The effects of a drug or chemical compound on the body depend on how its atoms are arranged in space. Some compounds have a dark twin with the same molecular formula but a different 3D structure – and this can have consequences for what they do or don’t do in the body.
Consider the tragic story of thalidomide, a drug for morning sickness that has caused thousands of birth defects and miscarriages. Whereas a form, or isomer, of thalidomide has a sedative effect, the other is said to cause abnormal physiological development. Because both versions can convert back and forth in the bodyit is dangerous to take either form of thalidomide during pregnancy.
My research focused on one such compound found in red grapes and peanuts, resveratrol. Why clinical trials of using resveratrol to treat Alzheimer’s disease have yielded inconsistent results is a scientific mystery. Turns out maybe it’s because two different shapes were used – while one can help with cognition and memory, the other can be toxic to the nervous system.
Isomers and amino acids
Many drugs have the same atoms and bonds, but are arranged differently in space. These drugs are called chiral compounds – meaning they exist as two non-overlapping mirror images. For example, your hands are also non-superimposable mirror images of each other. Although they look alike, they don’t overlap when you layer them.
Usually these mirror image versions have very similar properties because they share the same elements and links. But the way they are arranged in space can drastically change the effects they have on the body. Just as you couldn’t put a left-handed glove on your right hand, a left-handed version of a drug couldn’t fit a target in the body designed to fit a right-handed molecule.
Chiral molecules exist in two versions, or isomers, defined by their optical activity. This means that if you shine polarized light on a chiral molecule, one will spin the light to the left (denoted by the prefix L-, or levorotatory) while the other will spin it to the right (denoted by the prefix D, or dextrorotatory).

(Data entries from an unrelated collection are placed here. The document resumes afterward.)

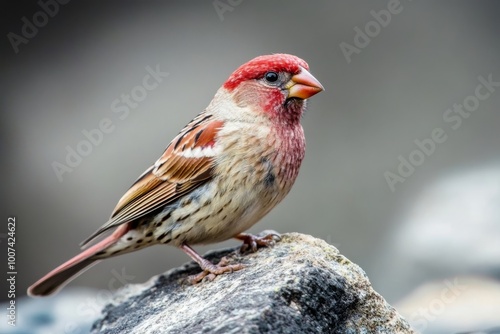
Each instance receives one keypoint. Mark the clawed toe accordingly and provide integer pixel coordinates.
(211, 271)
(253, 242)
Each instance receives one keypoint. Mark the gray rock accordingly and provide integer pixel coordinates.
(301, 285)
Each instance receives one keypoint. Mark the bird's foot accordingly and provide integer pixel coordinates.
(210, 270)
(265, 239)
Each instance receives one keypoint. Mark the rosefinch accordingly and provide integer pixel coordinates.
(223, 172)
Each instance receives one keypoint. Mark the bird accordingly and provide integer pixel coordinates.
(224, 171)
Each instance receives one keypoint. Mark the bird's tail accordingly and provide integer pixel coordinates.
(63, 274)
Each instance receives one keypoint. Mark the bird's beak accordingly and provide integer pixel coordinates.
(303, 85)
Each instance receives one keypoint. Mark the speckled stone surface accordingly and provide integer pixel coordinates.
(301, 285)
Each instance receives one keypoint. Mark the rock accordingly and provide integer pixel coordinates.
(301, 285)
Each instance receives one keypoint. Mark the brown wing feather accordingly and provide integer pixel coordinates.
(173, 175)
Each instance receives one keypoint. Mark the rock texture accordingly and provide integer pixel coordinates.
(301, 285)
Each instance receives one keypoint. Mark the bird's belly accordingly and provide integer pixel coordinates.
(213, 213)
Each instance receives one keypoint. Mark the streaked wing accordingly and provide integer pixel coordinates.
(186, 164)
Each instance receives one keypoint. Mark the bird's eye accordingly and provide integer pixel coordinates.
(271, 77)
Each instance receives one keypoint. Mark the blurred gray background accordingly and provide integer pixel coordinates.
(392, 91)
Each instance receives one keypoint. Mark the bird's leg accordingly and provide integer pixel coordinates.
(210, 270)
(265, 239)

Amino acids, the building blocks of proteins, are chiral molecules. Living organisms mainly make proteins from amino acids with L configurations. The D configuration, however, has many other functions in nature. bacteriafor example, use D-configuration amino acids to make their cell walls. Mammals use D-configuration amino acids as messengers in their nervous and endocrine systems.
The amino acid tyrosine is an important exception to the L configuration rule. Unlike other amino acids, the L and D configurations of tyrosine can be activated for protein synthesis by an enzyme called tyrosyl-tRNA synthetase (TyrRS).

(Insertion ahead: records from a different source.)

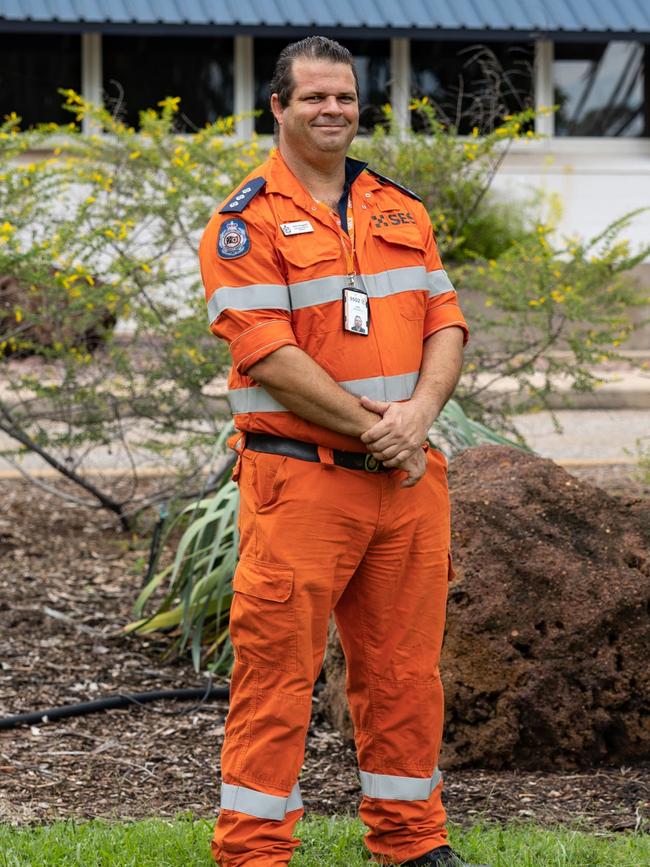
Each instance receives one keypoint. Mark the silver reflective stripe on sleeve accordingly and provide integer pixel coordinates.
(393, 788)
(398, 387)
(271, 296)
(253, 400)
(387, 388)
(259, 804)
(439, 282)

The presence of D-tyrosine can make it difficult for cells to synthesize proteins that only use L-tyrosine. However, the cells have evolved enzymes that can distinguish between the two versions and ensure that only L-tyrosine is used. When tyrosine-consuming enzymes are absent, the resulting increased levels of tyrosine in the body can have toxic effectsincluding nervous system damage.
Recently published work from my lab suggests a potential reason why too much tyrosine may be neurotoxic. When we added increasing amounts of L-tyrosine to rat brain cells in a petri dish, we found it decreased levels of TyrRS, the enzyme that activates tyrosine to make proteins without causing brain damage. body. Surprisingly, adding D-tyrosine not only caused TyrRS levels to drop, but also killed neurons.
When we looked at the brains of Alzheimer’s patients who had increased levels of tyrosine, we also found that levels of the TyrRS enzymes were depleted. Our hypothesis is that as tyrosine levels in the brain rise, levels of TyrRS enzymes drop and cause adverse effects in the brains of people with Alzheimer’s disease. These findings indicate the potentially important role that TyrRS may play in the synthesis of proteins essential for cognition and memory.
Raisins, peanuts and Alzheimer’s
These results have implications for studies on resveratrol, a compound found in red wine that researchers have examined for its potential health benefits. Whereas some clinical trials found that resveratrol can improve cognitive function in people with Alzheimer’s disease, others have found it to have the opposite effect and made the disease more serious. Why resveratrol can have such varied effects has remained a scientific enigma.
Resveratrol comes in two forms, cis-resveratrol and trans-resveratrol. The “cis-” and “trans-” prefixeslike L- and D-, describe how the same atoms of two isomers are arranged differently in space.
My colleagues and I found this because both forms of resveratrol bind to TyrRS in different waysthey can cause opposite effects in neurons. While cis-resveratrol was able to increase TyrRS levels in rat neurons in a Petri dish, high concentrations of trans-resveratrol depleted TyrRS and caused neural damage. However, low concentrations of trans-resveratrol may convert to cis-resveratrol in the body. This result leads to increased levels of TyrRS and its associated benefits.
We hypothesize that many resveratrol clinical trials have failed because none have tested cis-resveratrol alone. We believe this may also explain why trials using high doses of trans-resveratrol saw harmful effects, while trials using low doses of trans-resveratrol that was then converted to cis-resveratrol in the body saw beneficial effects.
Beyond the individual atoms and bonds of molecules, the body also cares about how they are arranged in space. Paying attention to the different forms a drug takes could help lead to more effective treatments.